Still, the path we take through vegetable patches is bordered by feathery pampas grass, brilliant purple bougainvillea, and vivid hibiscus. It ends at Yung Shue Wan, a bustling village that’s one of Hong Kong’s main expatriate communities. The place is another throwback – not to old China but to San Francisco during the Summer of Love. For years this part of Lamma has been a hippie haven, a home to Western backpackers and others attracted by its cheap rents and communal atmosphere.
Sure enough, Marnie and I encounter my old friend Nick, a long-time Lammaite, sitting in front of a restaurant, selling used paperback books. He’s wearing shorts but no shirt or shoes, and his long beard is a bit grayer than I remember it.
“Have you been away on a trip?” he asks, as though nothing has changed. In fact, Lammaites measure time not by days or weeks but by decades, and my eight-month absence barely registers. Nor has Yung Shue Wan changed in the dozen or so years he’s lived here, Nick maintains, although there is a new street market in summer.
“It’s the Portobello market of Hong Kong,” he says as an afterthought, returning to his paperback.

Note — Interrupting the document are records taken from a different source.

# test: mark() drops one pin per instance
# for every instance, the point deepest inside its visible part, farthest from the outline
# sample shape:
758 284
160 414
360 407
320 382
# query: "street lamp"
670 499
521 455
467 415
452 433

The village is as untidy and bedraggled as I recall, but the air no longer reeks of dried fish and shrimp paste. The factory that made them closed down some years ago. If the smell of incense fills the air, it’s from hippie pads not Chinese temples. Along the main street, handicraft boutiques sell beads and bells, baskets and bracelets. Barefoot girls with toe rings and long-haired young men in tie-dyed shirts sit for hours at the Deli Lamma caf¿ and the Book Worm vegetarian restaurant. Happily for us, there are also a couple of more traditional establishments, and Marnie and I repair to the downmarket – but functional – Island Bar for a Tsingtao while we wait for the next ferry.
We spend our last island afternoon in hong Kong as we spent the first – on Lantau. But this time we’re in the Mui Wo neighborhood. The occasion is a reunion with friends – for drinks, of course, at a seafront table outside the China Bear bar. It is a casual affair; spouses come and go, and children chase each other as we while away the hours.
We are swapping typhoon stories: The storm that welcomed us back last week?
“That was nothing like the big typhoons of the 1970s,” one friend insists. “They were really frightening.”
“Hong Kong novels always end in an incredible typhoon,” a literary friend chimes in.
The conversation turns into a bragging match, with each islander fiercely defending his or her community.
“Cheung Chau has a better class of expat,” one Cheung Chau resident sniffs, while hoisting his pint. “With a Lamma address, you’re branded as a hippie.”
A Lammaite counters that his home isle is the most convenient: “It’s the closest to Hong Kong Island. With only 5,000 people, and a thousand expats, we have more of a community,” he goes on. “Cheung Chau is crowded. It’s just a big holiday camp.”
“There’s more to do on Lantau,” pipes up a Mui Wo resident. “We’ve got hiking, biking, and the beach.”
“Here, there are open spaces wherever you look,” boasts another Lantau islander, trying to restrain his romping children. He waves his arm at the sea, the hills, the huge yellow moon beginning to rise above the harbor. The lights of the city are now visible just a few miles away.
We leave the expats still debating the merits of their islands, and board the old, slow ferry back to where we’re staying. Sitting out on the open deck under the stars, feeling the South China Sea breeze, we sip our last San Miguel. As the ferry nears the bright lights of Central, I can feel the pace quicken. We’ve left the outer isles behind us. The excitement of Hong Kong Island lies ahead.